Search code examples
apache-sparkcassandrarddspark-cassandra-connector

Spark CassandraTableScanRDD KeyBy not retaining all columns


CASSANDRA_TABLE has (some_other_column, itemid) as primary key.

val cassandraRdd: CassandraTableScanRDD[CassandraRow] = sparkSession.sparkContext
  .cassandraTable(cassandraKeyspace, cassandraTable)

cassandraRdd.take(10).foreach(println)

This cassandraRdd has all columns read from my cassandra table

val temp1: CassandraTableScanRDD[((String), CassandraRow)] = cassandraRdd
  .select("itemid", "column2", "column3")
  .keyBy[(String)]("itemid")
val temp2: CassandraTableScanRDD[((String), CassandraRow)] = cassandraRdd
  .keyBy[(String)]("itemid")
temp1.take(10).foreach(println)
temp2.take(10).foreach(println)

Both temp1 and temp2 are not retaining all columns after that keyBy operation

((988230014),CassandraRow{itemid: 988230014})

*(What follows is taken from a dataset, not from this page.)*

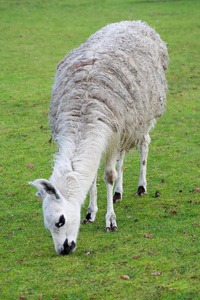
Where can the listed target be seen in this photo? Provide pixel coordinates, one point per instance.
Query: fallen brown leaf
(30, 166)
(149, 236)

How can I keyBy on certain column and have CassandraRow retain all columns?


Solution

  • To retain partitioner and get selected rows I have to read cassandra rows something like this below

    val cassandraRdd: CassandraTableScanRDD[((String, String), (String, String, String))] = {
      sparkSession.sparkContext
        .cassandraTable[(String, String, String)](cassandraKeyspace, cassandraTable)
        .select("some_other_column" as "_1", "itemid" as "_2", "column3" as "_3", "some_other_column", "itemid")
        .keyBy[(String, String)]("some_other_column", "itemid")
    }